Hayes also said despite deploying their internal auditors whose detailed report of June 25 2015 unearthed fraud and misrepresentations, FBCH ignored their findings.

“The report quoted US$1,7 million of non-existent raw material quarantine stocks. US$864 563 of dump stock that was showing on the stocktake valuations was also found to be an over valuation of stock which in turn resulted in overstatement of profits. Thus, the FBCH directors on Turnall’s board knew that Turnall’s accounts were materially overstated,” he said in the letter. “In a most serious breach of International Financial Reporting Standards, SEC and stock exchange rules, Zimbabwe Companies Act and the Zimbabwe Banking Act, the need for US$10 million impairments was apparently not disclosed to the Reserve Bank of Zimbabwe and certainly not to Turnall’s or FBC’s shareholders or other stakeholders until more than six months later.”

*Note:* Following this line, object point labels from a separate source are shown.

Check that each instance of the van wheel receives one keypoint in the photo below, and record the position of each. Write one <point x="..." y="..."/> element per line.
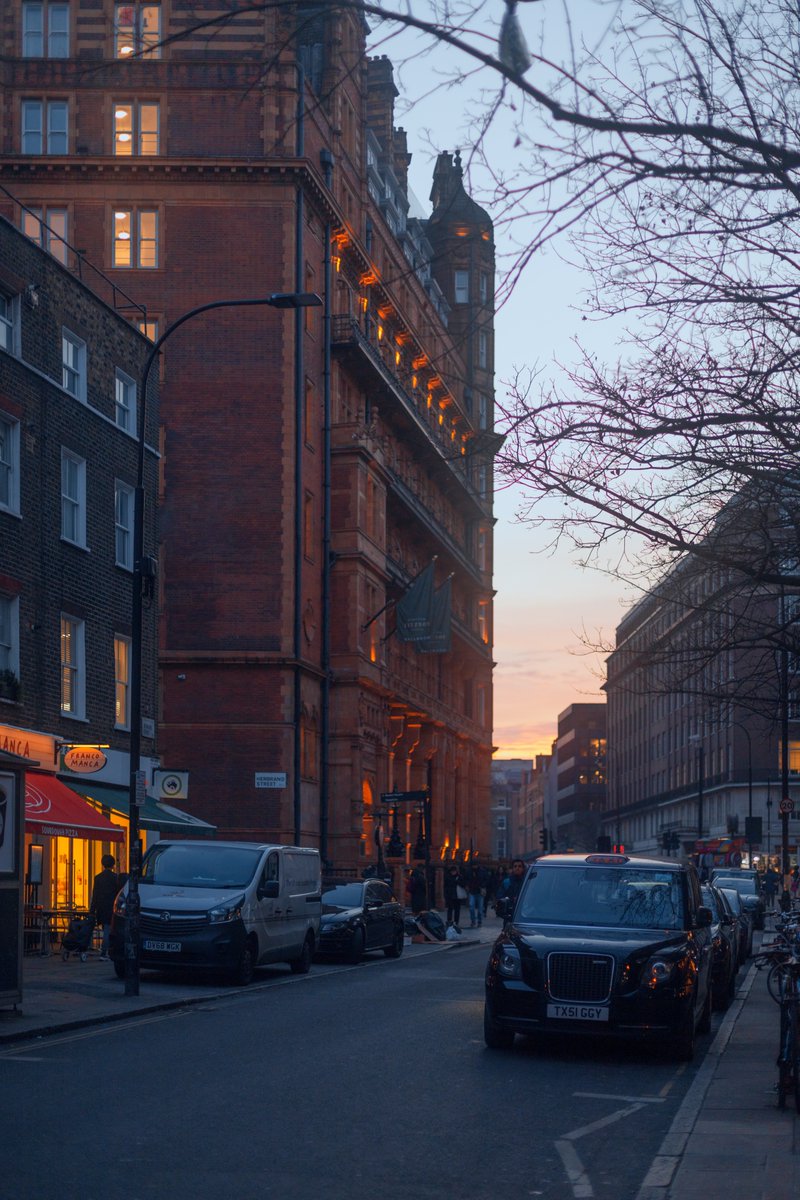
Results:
<point x="245" y="969"/>
<point x="683" y="1044"/>
<point x="356" y="946"/>
<point x="302" y="965"/>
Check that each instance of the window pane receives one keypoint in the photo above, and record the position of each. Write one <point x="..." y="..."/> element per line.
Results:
<point x="6" y="323"/>
<point x="122" y="239"/>
<point x="56" y="126"/>
<point x="32" y="31"/>
<point x="149" y="239"/>
<point x="56" y="234"/>
<point x="125" y="399"/>
<point x="58" y="31"/>
<point x="124" y="129"/>
<point x="32" y="225"/>
<point x="31" y="126"/>
<point x="149" y="129"/>
<point x="150" y="28"/>
<point x="6" y="461"/>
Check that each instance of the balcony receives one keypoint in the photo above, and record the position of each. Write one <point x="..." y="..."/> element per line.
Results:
<point x="407" y="407"/>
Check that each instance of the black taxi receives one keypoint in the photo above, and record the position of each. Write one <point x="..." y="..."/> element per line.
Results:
<point x="603" y="945"/>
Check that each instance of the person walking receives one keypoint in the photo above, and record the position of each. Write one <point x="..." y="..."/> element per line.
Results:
<point x="476" y="892"/>
<point x="103" y="893"/>
<point x="417" y="889"/>
<point x="455" y="892"/>
<point x="511" y="886"/>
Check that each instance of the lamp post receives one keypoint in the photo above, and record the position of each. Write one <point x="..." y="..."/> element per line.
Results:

Hayes said he had been misled and prejudiced by FBCH due to non-disclosures and financial irregularities.

“Thus, I have been deliberately misled as an investor in both Turnall and FBCH. The bank sold me its shareholding in Turnall with the full knowledge that financial statement irregularities had taken place at Turnall, for the purpose of inflating the bank’s reported profits on consolidation,” he said in the letter. “FBCH and certain of its directors are now potentially exposed to class action and other claims from Turnall and FBCH shareholders who purchased shares from 2012 onwards, by deliberately and knowingly publishing overstated results for the years 2012, 2013 and the first half of 2014.

“I have become a shareholder in FBCH believing, as is my legal right, that its accounts showed a true and fair view in all material respects and that its executives and directors adhered to the corporate governance statement of compliance.”

However, FBCH has since responded through its lawyers Dube, Manikai & Hwacha Legal practitioners, urging Hayes to approach the courts if he thinks he has a case.

“For the avoidance of doubt our client (FBCH) has denied the allegations raised by your client (Hayes),” wrote Dube, Manikai & Hwacha on December 2 2016. “If your client is of the view that it has a case then by all means, proceed to court. There is no basis for your client to continue maligning our client’s good name in the market.”

However, Hayes, through his lawyers, has refused to back down and continues fighting.

“In all these circumstances, we are instructed to demand, as we hereby do, that you refund to our client his investment at the rate that he proposed, to include his legal and other costs including compound interest on the investment and that agreement to refund him be reached without delay but not later than the 31st October, 2016,” his attorneys wrote.

The case has spilt into 2017 with letters flying back and forth between FBCH and Hayes through their lawyers.

SECZ chief executive Tafadzwa Chinamo, in a letter addressed to Hayes’ legal representatives, dated February 2 2017, said investigations were still ongoing.

“We advise that the commission is still in the process of investigating the matter which involves getting the responses of FBCH and Turnall Holdings Limited,” Chinamo wrote. “The commission shall advise you of its findings once the process is fully completed.” Efforts to get comment from Chinamo last night failed.